Il parlait encore, lorsqu'une nuée lumineuse les couvrit, et voilà que du sein de la nuée une voix dit : " Celui-ci est mon Fils bien-aimé, en qui j'ai mis mes complaisances : écoutez-le. "
En entendant, les disciples tombèrent la face contre terre et furent saisis d'une grande frayeur.
Et Jésus, s'approchant, les toucha et dit : " Levez-vous, ne craignez point. "
Levant les yeux, ils ne virent plus que Jésus seul.
Comme ils descendaient de la montagne, Jésus leur fit ce commandement : " Ne parlez à personne de cette vision, jusqu'à ce que le Fils de l'homme soit ressuscité des morts. "

 

 

Saint Ephrem (v. 306-373), diacre en Syrie, docteur de l'Église
Opera Omnia, p. 41 (trad. Brésard, 2000 ans C, p. 292)

 

« Celui-ci est mon Fils bien-aimé »

Simon-Pierre dit : « Seigneur, il nous est bon d'être ici ! » Que dis-tu là, Pierre ? Si nous restons ici, qui donc réalisera les prédictions des prophètes ? Qui scellera les paroles des hérauts ? Qui mènera jusqu'à leur terme les mystères des justes ? Si nous restons ici, en qui s'accompliront ces paroles : « Ils ont percé mes mains et mes pieds » ? A qui s'appliqueront ces mots : « Ils se sont partagé mes vêtements, ils ont tiré au sort ma tunique » ? (Ps 21,17.19; Jn 19,24) Qui réalisera l'annonce du psaume : « Pour nourriture, ils m'ont donné du fiel et dans ma soif, ils m'ont abreuvé de vinaigre » ? (68,22; Mt 27,34; Jn 19,29) Qui vivra l'expression : « Affranchi parmi les morts » ? (Ps 87,6 hébr) Comment s'exécuteront mes promesses, comment construira-t-on l'Église ?

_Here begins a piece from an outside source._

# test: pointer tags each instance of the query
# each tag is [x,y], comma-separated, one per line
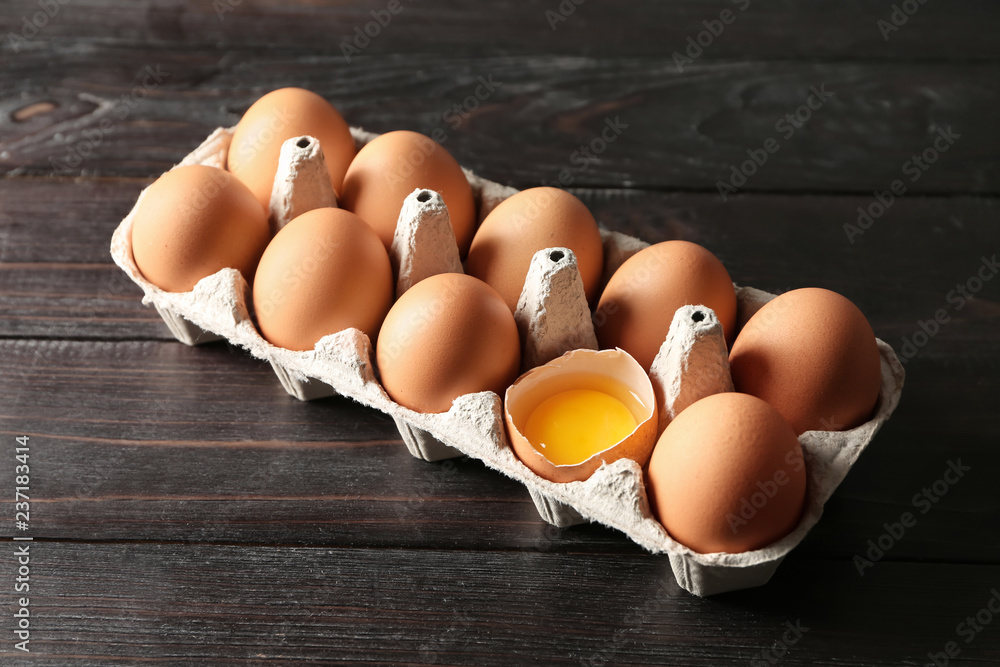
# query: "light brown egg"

Et Pierre dit encore : « Faisons ici trois tentes, une pour toi, une pour Moïse, une pour Élie ». Envoyé pour bâtir l'Église dans le monde, Pierre veut dresser trois tentes sur la montagne. Il ne voit encore le Christ que comme homme, il le met de pair avec Moïse et Élie. Mais Jésus lui montre bientôt qu'il n'avait pas besoin de tente. C'était lui qui durant quarante ans, avait dressé pour les Pères, une tente de nuée quand ils séjournaient au désert (Ex 40,34).

« Ils parlaient encore, et voici qu'une nuée lumineuse les couvrit de son ombre ». La vois-tu, Simon, cette tente dressée sans effort ? Elle bannit la chaleur, sans comporter de ténèbres, tente brillante et resplendissante ! Tandis que les disciples s'étonnent, une voix venue du Père se fait entendre dans la nuée : « Celui-ci est mon Fils Bien-aimé, en qui j'ai mis toutes mes complaisances, écoutez-le ! »... Le Père apprenait aux disciples que la mission de Moïse était remplie : désormais, c'est le Fils qu'ils devront écouter. Le Père, sur la montagne révélait aux apôtres ce qui leur restait caché : « Celui qui est » révélait « Celui qui est » (Ex 3,14), le Père faisait connaître son Fils.